Melinda will soon be back at Woody’s Wash & Dry on Ford Street off North State where she’s worked for 10 years and where Charlie frequently seeks her out. She says the corner up the street is a frequent hangout for the homeless, and that many of the homeless sleep on the railroad tracks at the other end of Ford Street. She says Charlie sometimes “talks gibberish” when she sees him and that she can sometimes hear him “yelling and screaming” in a fight. “When he’s drunk I run and hide in the office,” she said. One day, during a below-freezing cold snap, Charlie told her that he got frostbite and lost a few of his toes. “I didn’t want to see it,” Melinda said.
Jerry, another employee at Woody’s, refused to have his picture taken or give his last name. “Most people think I’m mean,” he said at the laundromat on a recent afternoon while he was folding clean clothes in a wire basket. A cheerful, heavily tattooed woman sitting on a plastic chair nearby while waiting for her laundry looked up and said, “I don’t think you’re mean, Jerry!” He smiled briefly before beginning what sounded like a well-rehearsed harangue about the homeless in the vicinity of the laundromat, which he calls ‘the homeless highway.’ He said he sees “between 30 and 40 different ones in a month,” and that a black hippie bus with green flames and the logo ‘Going Nowhere’ regularly disgorges passengers who spread out to nearby streets to panhandle before loading back up and moving along. (No one I spoke with had heard of this bus, including law enforcement.) About Charlie, Jerry said, “He just wanders around drunk out of his mind.” About the local homeless, he said that, “Every winter I have to police the doors because they bring their soggy sleeping bags and fill the dryers. Our customers don’t want to use dryers that smell like feces and urine.” He believes that solving the homeless problem will take decisive action from the top, starting with the governor, since local officials fear lawsuits. “I would declare a state of emergency and round ‘em all up to assess their individual situations,” he said. “There should be FEMA camps set up, and the ones who are crazy should be locked up. It takes a governor with balls and brains and he has neither.”

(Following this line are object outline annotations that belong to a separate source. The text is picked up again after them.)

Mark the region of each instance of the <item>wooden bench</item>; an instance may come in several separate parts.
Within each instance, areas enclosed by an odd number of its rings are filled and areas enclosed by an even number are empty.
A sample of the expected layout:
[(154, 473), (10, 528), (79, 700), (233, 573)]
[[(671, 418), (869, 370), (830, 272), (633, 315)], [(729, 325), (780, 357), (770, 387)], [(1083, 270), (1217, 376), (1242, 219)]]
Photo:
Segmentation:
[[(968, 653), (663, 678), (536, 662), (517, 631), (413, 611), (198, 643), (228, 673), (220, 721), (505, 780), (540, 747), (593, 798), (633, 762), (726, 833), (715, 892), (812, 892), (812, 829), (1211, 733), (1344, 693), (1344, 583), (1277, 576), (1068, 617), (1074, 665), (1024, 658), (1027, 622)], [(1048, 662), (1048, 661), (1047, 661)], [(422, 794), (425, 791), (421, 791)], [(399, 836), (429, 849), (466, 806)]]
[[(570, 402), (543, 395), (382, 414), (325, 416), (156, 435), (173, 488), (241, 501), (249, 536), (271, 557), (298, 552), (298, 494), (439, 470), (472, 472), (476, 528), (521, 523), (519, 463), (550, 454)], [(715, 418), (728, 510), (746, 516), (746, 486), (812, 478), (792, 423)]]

Meanwhile, as you read this Charlie will most likely have been released, back onto the streets, again showing up regularly at Woody’s to chat with Melinda, who is scheduled to be back at work. Despite his resolve and good intentions, and recovery is always possible, Charlie’s chances of healing all the damage he’s done to himself are statistically slim. Though he says he’s not afraid to die, Melinda says she worries a lot about that. “He gets in lots of fights when he drinks,” she said. “He’s got a few friends who come by to tell me he’s OK, because I’m always afraid that he will be dead.”